Now the tough part: how do you get your neighbors to join if you don’t know them?  Nextdoor has solved that problem in the least weird way imaginable.  If you know your neighbor’s email address, you can invite them to join via email, but if not, you can print out flyers to distribute to all of your neighbors.  Or, if you really want to avoid any weirdness (like when someone opens the front door while you’re putting a flyer in their mailbox…weird), you can actually have Nextdoor send your neighbors a postcard at no cost to you.  I just ordered 100 postcards to be sent to all of my neighbors.

If your neighborhood isn’t on Nextdoor, you can add it and actually define the parameters of your neighborhood on an interactive map that allows you to add or exclude certain houses outside of the immediate boundaries. 

“We continue to be blown away by the response to Nextdoor from neighbors across the country.  My partners and I are true believers in Nextdoor’s opportunity to bring back a sense of community to the neighborhood,” said Bill Gurley of Benchmark Capital.

Indeed, Nextdoor has a surprisingly rapid adoption rate.  In one case, a neighborhood in Menlo Park started out with only one user, and within six months, almost the entire neighborhood had joined (all but four holdouts out of a total of some 80 households).

The company isn't releasing user numbers, but CEO Niral Tolia tells me that the site is adding 22 new neighborhood websites each day.

"We have Nextdoor websites in rural, suburban, and urban areas," says Tolia.  "We have been amazed at how well Nextdoor has worked in all sorts of neighborhoods: wealthy and not so wealthy, large and small, with young people and old.
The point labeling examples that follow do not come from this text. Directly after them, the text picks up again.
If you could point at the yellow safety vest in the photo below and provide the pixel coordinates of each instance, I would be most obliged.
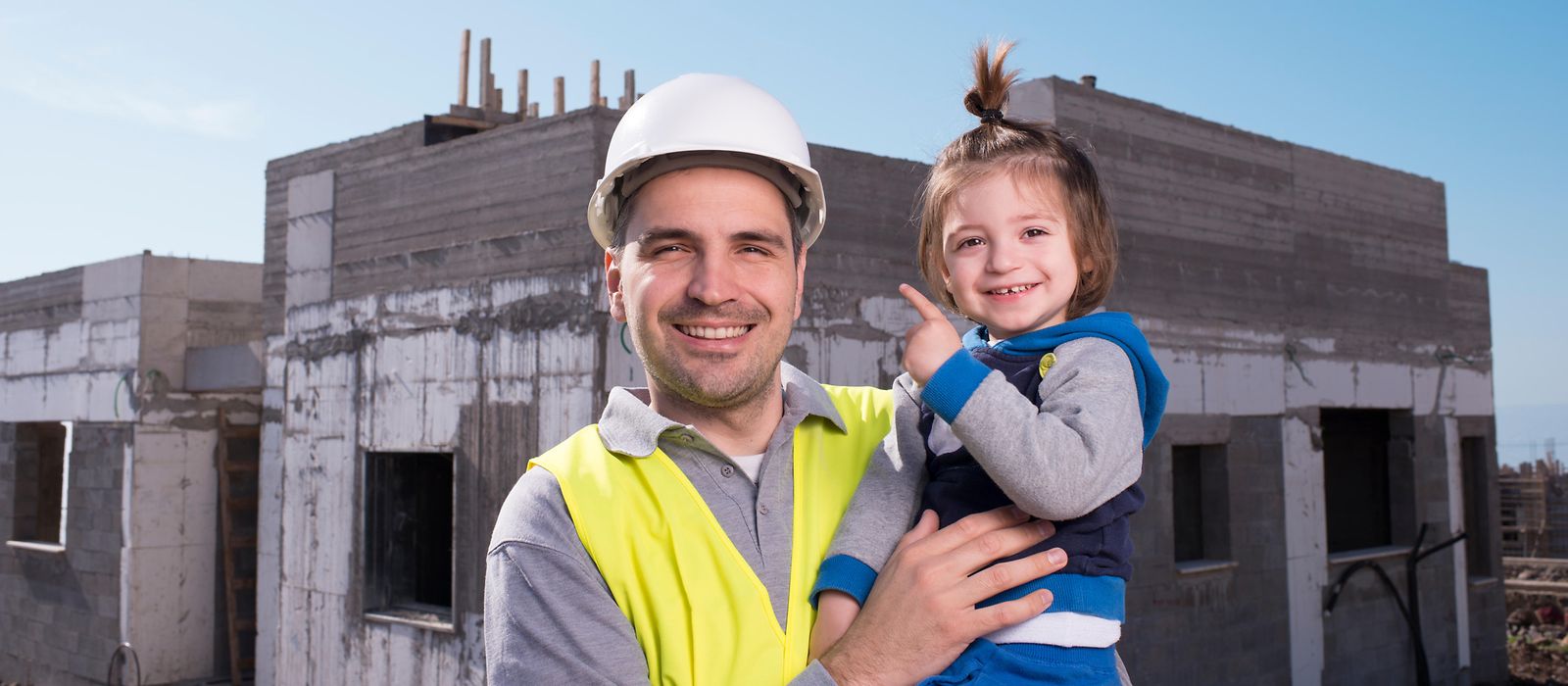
(700, 612)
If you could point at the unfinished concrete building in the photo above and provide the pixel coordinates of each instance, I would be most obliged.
(114, 381)
(1330, 400)
(435, 317)
(1534, 510)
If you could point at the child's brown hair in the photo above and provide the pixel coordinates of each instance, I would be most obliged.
(1034, 154)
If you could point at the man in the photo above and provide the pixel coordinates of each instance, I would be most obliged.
(678, 539)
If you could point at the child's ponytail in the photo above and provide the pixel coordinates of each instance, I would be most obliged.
(1032, 152)
(988, 96)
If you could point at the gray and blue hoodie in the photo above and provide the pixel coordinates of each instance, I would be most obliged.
(1062, 439)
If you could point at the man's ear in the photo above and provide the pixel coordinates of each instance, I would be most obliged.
(612, 285)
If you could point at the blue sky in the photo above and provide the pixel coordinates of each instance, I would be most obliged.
(148, 125)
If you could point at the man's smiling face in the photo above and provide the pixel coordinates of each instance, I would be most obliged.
(708, 284)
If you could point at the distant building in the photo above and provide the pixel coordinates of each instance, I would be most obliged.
(1534, 510)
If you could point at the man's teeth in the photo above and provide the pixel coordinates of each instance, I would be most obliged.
(713, 331)
(1010, 290)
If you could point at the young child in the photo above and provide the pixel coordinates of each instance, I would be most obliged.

Our users are pretty evenly spread across the U.S., but so far we do see a pattern between where we are growing quickly and larger populations."

Nextdoor plans to use the new funds from this round to ramp up both domestic and international expansion.  The company estimates that there are some 200,000 neighborhoods in the U.S., and reaching every single one of them may require some new hires.